Speaking at Luxembourg on a tour of NATO countries one day after ruling out closing the military prison at Guantanamo Bay, Donald Rumsfeld responded to reporters' questions on the issue: "Our goal is not to obviously have these people, but to have them off the street, but in the hands of the countries of origin, for the most part." However, he said Washington is waiting until Iraqi and Afghan authorities have the ability to handle dangerous prisoners.
"We have some that we would be delighted to release, large numbers as a matter of fact that we would like to give to the Iraqi government. But they lack the appropriate prisons, and the criminal justice system, at the present time to manage them and try them. We've been urging the Afghan government to get itself arranged with the appropriate kinds of prisons and criminal justice system, so that they could take the Afghans off our hands." (VOA, June 9)
Bush accuses Syria on Lebanon
President Bush says today he has receieved reports of covert Syrian interference in Lebanon, and the White House charged that it had information that Damascus had drawn up an assassination hit list targeting Lebanese political leaders. "Obviously we're going to follow up on these troubling reports, and we expect the Syrian government to follow up on these troubling reports," Bush told reporters. White House spokesman Scott McClellan said afterward that Washington had received information about a "Syrian hit list targeting key Lebanese public figures of various political and religious persuasions, for assassination."
Northern Mexico violence escalates
When Alejandro Dominguez was sworn in as police chief of violence-torn Nuevo Laredo June 8, reporters asked him if he was afraid of dying. "I believe the corrupt officials are the ones who are scared," replied Dominguez, 52, former head of Nuevo Laredo's Chamber of Commerce and a veteran of the federal Attorney General's office. "The only people I work for are the public." Six hours later, Dominguez lay dead, felled by a fusillade of bullets as he left his office in the center of town. He was the seventh--and most senior--police officer killed since January in this city of 500,000 people across the border from Laredo, TX.

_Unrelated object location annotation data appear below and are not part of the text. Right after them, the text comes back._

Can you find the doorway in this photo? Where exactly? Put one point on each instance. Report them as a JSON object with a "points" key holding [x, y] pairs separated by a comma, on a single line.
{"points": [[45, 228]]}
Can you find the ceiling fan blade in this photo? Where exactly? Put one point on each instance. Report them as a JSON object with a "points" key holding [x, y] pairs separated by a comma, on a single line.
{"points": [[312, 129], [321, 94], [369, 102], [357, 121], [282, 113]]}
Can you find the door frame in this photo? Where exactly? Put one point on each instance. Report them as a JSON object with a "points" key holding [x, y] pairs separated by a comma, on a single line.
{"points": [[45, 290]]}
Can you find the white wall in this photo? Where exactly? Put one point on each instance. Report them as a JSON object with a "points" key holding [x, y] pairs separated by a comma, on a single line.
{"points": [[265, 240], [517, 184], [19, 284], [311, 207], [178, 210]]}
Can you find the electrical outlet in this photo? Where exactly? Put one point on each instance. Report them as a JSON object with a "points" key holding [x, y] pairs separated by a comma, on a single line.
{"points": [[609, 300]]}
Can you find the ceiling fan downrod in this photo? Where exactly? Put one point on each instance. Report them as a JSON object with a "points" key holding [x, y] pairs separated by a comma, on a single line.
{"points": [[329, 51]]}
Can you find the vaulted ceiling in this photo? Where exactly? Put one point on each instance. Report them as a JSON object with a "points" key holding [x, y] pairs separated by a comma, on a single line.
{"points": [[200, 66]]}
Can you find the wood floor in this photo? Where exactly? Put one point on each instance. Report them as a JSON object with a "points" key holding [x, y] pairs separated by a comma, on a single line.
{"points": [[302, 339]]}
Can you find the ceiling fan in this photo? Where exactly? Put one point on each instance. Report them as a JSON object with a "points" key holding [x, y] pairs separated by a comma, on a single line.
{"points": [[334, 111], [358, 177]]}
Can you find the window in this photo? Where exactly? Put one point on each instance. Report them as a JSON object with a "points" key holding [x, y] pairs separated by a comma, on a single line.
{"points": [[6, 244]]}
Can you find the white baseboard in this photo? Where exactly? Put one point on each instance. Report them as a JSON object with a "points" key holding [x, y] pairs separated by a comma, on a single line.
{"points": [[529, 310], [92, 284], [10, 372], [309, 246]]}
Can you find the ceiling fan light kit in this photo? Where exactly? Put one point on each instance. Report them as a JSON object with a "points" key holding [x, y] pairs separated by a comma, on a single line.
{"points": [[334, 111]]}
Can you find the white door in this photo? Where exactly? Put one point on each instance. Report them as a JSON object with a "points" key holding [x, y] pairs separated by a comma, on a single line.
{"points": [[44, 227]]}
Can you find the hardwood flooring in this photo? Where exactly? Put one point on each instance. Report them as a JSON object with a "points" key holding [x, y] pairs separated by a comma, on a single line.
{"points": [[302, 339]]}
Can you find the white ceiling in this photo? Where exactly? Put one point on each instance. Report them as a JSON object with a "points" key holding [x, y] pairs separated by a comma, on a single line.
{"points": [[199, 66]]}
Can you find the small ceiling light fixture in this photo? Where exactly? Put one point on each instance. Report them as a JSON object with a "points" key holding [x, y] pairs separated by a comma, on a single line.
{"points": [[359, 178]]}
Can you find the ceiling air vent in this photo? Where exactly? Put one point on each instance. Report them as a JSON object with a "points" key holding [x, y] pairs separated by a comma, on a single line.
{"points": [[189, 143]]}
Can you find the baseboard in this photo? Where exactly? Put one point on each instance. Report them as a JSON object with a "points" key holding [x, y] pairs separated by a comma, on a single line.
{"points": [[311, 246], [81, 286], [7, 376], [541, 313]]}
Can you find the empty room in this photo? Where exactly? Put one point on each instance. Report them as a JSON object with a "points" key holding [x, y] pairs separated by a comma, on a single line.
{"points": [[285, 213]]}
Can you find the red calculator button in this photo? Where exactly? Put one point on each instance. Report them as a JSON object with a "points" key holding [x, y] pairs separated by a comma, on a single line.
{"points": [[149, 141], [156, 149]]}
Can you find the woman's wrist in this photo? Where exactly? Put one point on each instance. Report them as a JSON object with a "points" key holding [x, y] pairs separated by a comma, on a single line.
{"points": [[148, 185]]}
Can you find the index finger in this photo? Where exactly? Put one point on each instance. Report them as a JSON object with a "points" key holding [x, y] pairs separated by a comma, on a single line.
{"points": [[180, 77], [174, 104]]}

World military spending tops $1 trillion
World military spending rose for a sixth year running in 2004, growing by 5% to $1.04 trillion on the back of "massive" US budgetary allocations for its war on terror, Stockholm International Peace Research Institute (SIPRI) says in its annual yearbook. World military expenditure was still 6 percent below all-time highs recorded in 1987-88 toward the end of the Cold War. With expenditure of $455 billion, the United States accounted for almost half the global figure, more than the combined total of the 32 next most powerful nations. "The major determinant of the world trend in military expenditure is the change in the United States, with its 47 percent of the world total," the Swedish government-funded institute said. US spending "has increased rapidly during the period 2002-2004 as a result of massive budgetary allocations for the 'global war on terrorism', primarily for military operations in Afghanistan and Iraq," it added.